幕末から明治にかけて活躍した南画家
1825-1898年
豊かな色彩と柔らかで穏和な筆法を特徴とした花鳥画や山水画に秀で、とくに菊を主題とした作品を数多く遺しています。
幽谷(通称 巳之助)は、1825年江戸神田町の大工職の家に二男として生まれました。幼い頃より刀盤に親しみ家業を助けますが、15歳で父を失ったのきっかけに当時著名であった宮大工の鉄砲弥八に入門して製図を学びます。
しかし絵画への志が強かった幽谷は、弥八の勧めもあり製図のかたわら知人の伝手を頼りに肖像画や花鳥画で人気を博していた椿椿山(つばきちんざん)を訪ねて画塾・琢華堂に入門し、かねてから念願であった画道の精進につとめます。
さらに椿山の薦めもあり、この頃より幽谷は朱子学で知られた大黒梅陰に就いて漢学も学んでいます。

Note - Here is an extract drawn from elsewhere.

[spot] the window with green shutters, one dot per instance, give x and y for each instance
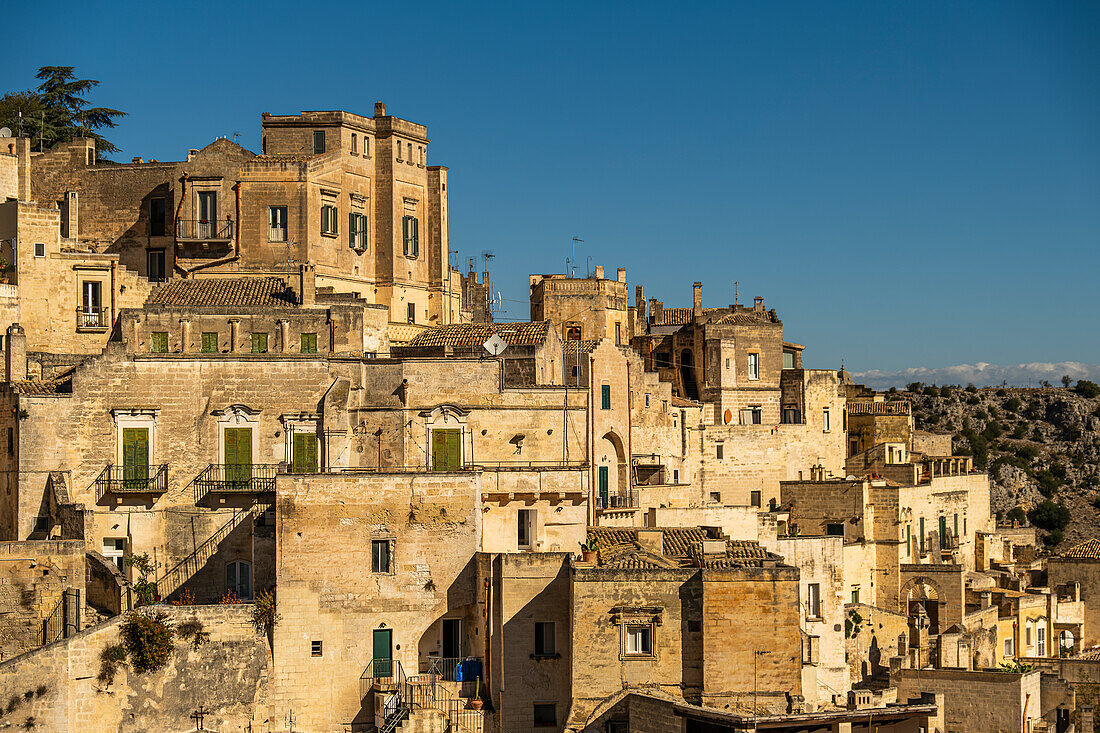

母との暮らしを支えるため、幽谷は日中図面を製作して働き、夜になると眠る間を惜しんで書と画の習得に勤しみました。入門よりわずか数年後の1854年、師の椿山が急逝すると、幽谷は大工の仕事を辞めて画道に専念する傍ら、寺子屋を開いて子供たちに学問を教えて家計の足しにし、苦しい生活を凌ぎました。
1855年安政の大地震で多くの家屋が崩壊し、復興による利を求めようと工賃が暴騰すると幽谷の困窮を極めた生活を見かねた周囲の人々は、幽谷に大工の仕事に復職するよう助言します。しかし幽谷は再び大工の仕事に戻ろうとはせず、画道精進を貫き通します。
幽谷は1872年文部省博物局が初めて主催した湯島聖堂博覧会において「振威八荒」の大作を出品し優等賞を受賞、以来内国勧業博覧会や絵画共進会など主要な展覧会において数々の受賞を重ね、画家としての名声を確立させていきます。
輝かしい受賞歴を経て、様々な絵画会において審査員を歴任して重責を担うようになった幽谷は、明治初期の南画壇において花鳥画の第一人者としての活躍を果たしました。
また宮中の御用画をつとめ、皇居造営に際し数多くの障壁画や杉戸絵を献納し、1893年には宮内省により帝室技芸員に任命されています。
幽谷作品の中には「幽谷生」の落款が記されているものがあります。
幽谷は大家として名が馳せても尚、落款や印章に「幽谷生写」と修業中の身であることを意味する「生」の字を使い続けました。画商などから「生」の字があると絵の価値が下がるからやめるよう忠告されますが、耳をかさず「自分は未だ師を超える絵を描けていない。それができない内は作品に『生』の字をつけ続ける」と答えています。
幽谷は、生涯の師であった椿山、また椿山が大きな影響を受けた椿山の師・渡辺崋山も模範として両師の教えを重んじました。また、宮中より席画を仰せつかった際には椿山の遺品であった墨で汚れた紋付き袴を着て明治天皇に参上したことからも、生涯を通して師風に誠実であっただけでなく、人として師を慕っていたことがわかります。
また幽谷の画塾和楽堂で画を学んだ椿椿山の孫にあたる椿二山による『野口幽谷之像』にも描かれているように、幽谷はその生涯をちょんまげで通したことでも知られています。
門下生には他、松林桂月や益頭峻南などがおり、人情に厚く実直で誠実であったといわれる幽谷の人柄は、幽谷が亡くなったあとも多くの人によって語られました。
1825年 江戸神田町に生まれる
1850年 椿椿山に入門して花鳥画を学ぶ
1854年 椿山死後、寺子屋を開く。渡辺崋山の画風を独学で学ぶ
1872年 ウィーン万国博覧会に『雌雄軍鶏』出品
1877年 第1回内国勧業博覧会『竹石図』で褒状を受賞
1882年 内国絵画共進会に『菊花図』出品
1888年 日本美術会展『矮竹子母鶴図』などで銀牌を受賞
1893年 帝室技芸員に任命される
1895年 第四回内国勧業博覧会『菊鶏図屏風』で妙技二等賞受賞
1898年 死去
●菊花ニ鶏
幽谷が最も得意とした菊花のモチーフのなかに鶏の団欒が描かれている。格調高い図柄や装飾からも幽谷渾身の作であったことが推測される。
●猿ニ激潭図
菊花図の『静』の華やかさとは対照的に、絶壁に迫る激流と上方に木の枝を頼りに流れを渡ろうとする猿をほぼ全て墨描きによる力強い調子で『動』が表現されている。
●孔雀牡丹
赤・青・紫の異なる色の牡丹と美を競うように孔雀が風光明媚に描かれ重厚な美しさを感じる作品。朱文方印「幽谷」の印が捺されている。